AFTER YEARS OF SETBACKS, El Paso activists recently enjoyed one satisfying, though possibly temporary, victory. Prior to its 2005 bankruptcy filing, Asarco applied to renew its permit, perhaps to make the smelter’s sale more attractive to potential buyers. Unlike in 1992, at this hearing the opposition’s bench was deep and well organized and included the Sierra Club and the city of El Paso. Pinon’s daughter, Yvonne, who has become the unofficial historian of Asarco’s environmental misdeeds in El Paso, attended every day of the two-week hearing, since her father was needed at the pharmacy. “I had to take notes and rush home and report to Dad, let him know exactly what happened,” says Yvonne, 46.

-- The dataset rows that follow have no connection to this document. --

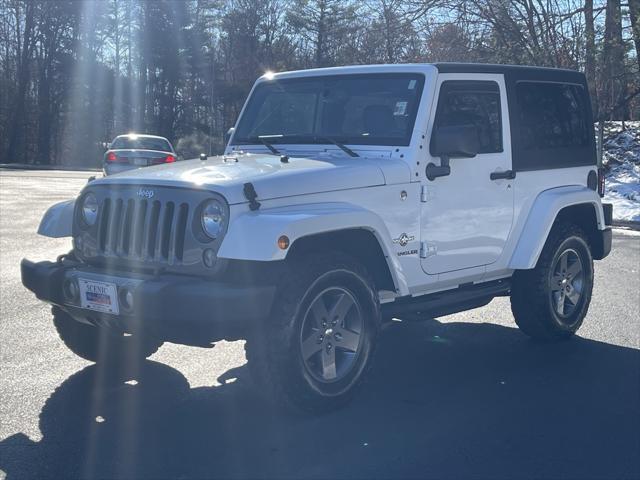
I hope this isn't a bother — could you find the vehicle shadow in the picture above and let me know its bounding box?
[0,320,640,479]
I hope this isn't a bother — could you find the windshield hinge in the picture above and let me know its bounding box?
[243,183,260,211]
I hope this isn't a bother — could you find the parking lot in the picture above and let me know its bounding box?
[0,170,640,479]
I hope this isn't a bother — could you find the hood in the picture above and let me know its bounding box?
[93,153,396,204]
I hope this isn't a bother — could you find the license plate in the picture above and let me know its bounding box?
[78,278,120,315]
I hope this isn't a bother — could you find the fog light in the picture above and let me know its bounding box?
[202,248,216,268]
[278,235,289,250]
[120,287,133,310]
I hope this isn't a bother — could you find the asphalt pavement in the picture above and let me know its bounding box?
[0,170,640,479]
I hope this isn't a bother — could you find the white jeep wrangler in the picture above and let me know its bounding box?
[22,64,612,410]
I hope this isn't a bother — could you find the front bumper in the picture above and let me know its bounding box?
[20,259,276,345]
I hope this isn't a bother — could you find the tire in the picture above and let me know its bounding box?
[53,307,163,363]
[511,223,593,340]
[245,253,380,412]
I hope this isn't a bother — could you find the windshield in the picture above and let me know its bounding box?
[111,137,173,152]
[233,73,424,145]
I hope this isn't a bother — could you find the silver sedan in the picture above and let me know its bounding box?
[102,133,178,175]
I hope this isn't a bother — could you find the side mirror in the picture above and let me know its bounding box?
[224,127,236,144]
[429,124,480,158]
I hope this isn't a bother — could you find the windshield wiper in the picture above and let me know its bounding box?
[249,134,360,157]
[258,135,282,156]
[315,137,360,157]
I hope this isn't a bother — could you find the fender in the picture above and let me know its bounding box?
[38,200,76,238]
[218,203,409,295]
[509,185,606,270]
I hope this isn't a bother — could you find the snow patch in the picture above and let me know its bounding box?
[602,122,640,222]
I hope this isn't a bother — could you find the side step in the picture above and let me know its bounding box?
[381,278,511,318]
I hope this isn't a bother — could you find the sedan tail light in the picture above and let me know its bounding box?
[107,152,127,163]
[598,167,604,197]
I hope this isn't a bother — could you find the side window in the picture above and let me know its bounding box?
[516,82,589,150]
[434,80,502,153]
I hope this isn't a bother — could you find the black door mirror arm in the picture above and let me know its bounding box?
[425,155,451,182]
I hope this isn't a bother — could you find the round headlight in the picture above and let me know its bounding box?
[82,193,98,226]
[202,200,225,240]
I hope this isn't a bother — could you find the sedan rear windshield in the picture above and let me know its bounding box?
[111,137,173,152]
[234,73,424,145]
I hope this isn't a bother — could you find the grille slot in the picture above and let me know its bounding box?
[97,198,189,264]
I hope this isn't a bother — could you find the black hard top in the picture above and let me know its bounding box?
[433,62,585,83]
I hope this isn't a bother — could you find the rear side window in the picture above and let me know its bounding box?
[111,136,173,152]
[510,80,596,171]
[516,82,589,150]
[434,80,502,153]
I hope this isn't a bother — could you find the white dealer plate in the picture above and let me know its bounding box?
[78,278,120,315]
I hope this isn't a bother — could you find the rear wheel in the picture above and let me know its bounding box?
[246,254,380,411]
[53,307,163,363]
[511,224,593,340]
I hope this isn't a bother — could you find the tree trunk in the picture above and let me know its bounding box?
[629,0,640,69]
[602,0,629,120]
[584,0,600,118]
[5,2,35,163]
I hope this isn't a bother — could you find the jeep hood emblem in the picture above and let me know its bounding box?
[136,188,156,200]
[393,233,416,247]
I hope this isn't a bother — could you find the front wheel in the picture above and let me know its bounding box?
[53,307,162,363]
[245,253,380,411]
[511,224,593,340]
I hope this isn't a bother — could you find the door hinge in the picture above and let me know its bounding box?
[420,242,438,258]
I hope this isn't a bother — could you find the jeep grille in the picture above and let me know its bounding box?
[97,198,189,264]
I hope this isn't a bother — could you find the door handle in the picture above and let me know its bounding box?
[489,170,516,180]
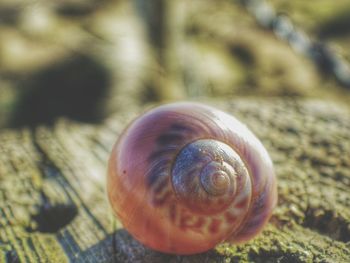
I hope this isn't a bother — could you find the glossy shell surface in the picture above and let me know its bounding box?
[107,102,277,254]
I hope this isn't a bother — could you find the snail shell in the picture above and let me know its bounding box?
[107,103,277,254]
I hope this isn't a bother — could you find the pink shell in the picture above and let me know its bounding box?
[107,103,277,254]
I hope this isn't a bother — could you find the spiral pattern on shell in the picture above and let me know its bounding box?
[107,103,277,254]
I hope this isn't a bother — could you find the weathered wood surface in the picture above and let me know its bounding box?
[0,99,350,262]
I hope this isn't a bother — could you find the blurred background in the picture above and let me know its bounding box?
[0,0,350,129]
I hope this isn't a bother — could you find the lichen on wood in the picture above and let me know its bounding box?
[0,99,350,262]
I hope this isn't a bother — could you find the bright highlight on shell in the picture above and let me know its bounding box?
[107,102,277,254]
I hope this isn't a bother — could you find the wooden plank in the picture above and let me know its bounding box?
[0,99,350,262]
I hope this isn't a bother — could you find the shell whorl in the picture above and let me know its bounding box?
[171,139,250,215]
[107,103,277,254]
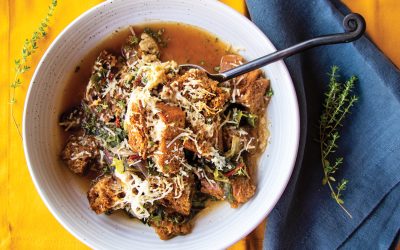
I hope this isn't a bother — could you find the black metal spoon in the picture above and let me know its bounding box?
[179,13,366,82]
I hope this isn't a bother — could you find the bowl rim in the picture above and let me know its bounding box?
[22,0,300,249]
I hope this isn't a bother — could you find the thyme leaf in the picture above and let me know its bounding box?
[10,0,57,138]
[319,66,358,218]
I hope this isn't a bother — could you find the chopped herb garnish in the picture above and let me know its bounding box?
[266,87,274,97]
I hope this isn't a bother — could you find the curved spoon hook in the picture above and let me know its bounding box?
[180,13,366,82]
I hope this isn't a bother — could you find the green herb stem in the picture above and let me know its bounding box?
[319,66,358,218]
[10,0,57,138]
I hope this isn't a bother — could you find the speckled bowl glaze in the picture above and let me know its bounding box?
[23,0,299,250]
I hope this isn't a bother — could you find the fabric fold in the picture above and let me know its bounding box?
[247,0,400,249]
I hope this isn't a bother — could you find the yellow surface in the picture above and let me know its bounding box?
[0,0,400,250]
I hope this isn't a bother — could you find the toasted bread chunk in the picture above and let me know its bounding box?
[87,175,125,214]
[154,103,185,173]
[61,135,99,175]
[236,78,269,114]
[139,32,160,55]
[162,178,193,215]
[152,220,193,240]
[126,100,148,159]
[231,177,256,204]
[200,178,225,200]
[220,55,269,114]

Years of effort paid off when Texas administrative judges recommended that the permit be denied. A final decision by the Texas Commission on Environmental Quality is not expected before August. But none of the El Paso folks are fooling themselves. After decades of work, they still don’t have the cleanup they are after, and bankruptcy only makes matters worse.

The Piñóns and their neighbors have been paying pollution’s price for decades. Now taxpayers’ wallets will be tapped. When will corporations like Asarco be made to pay their fair share? Says Piñón, “My wife says I’m too old now. ‘Just let someone else handle it,’ she tells me. But you’ve got to take a stand.”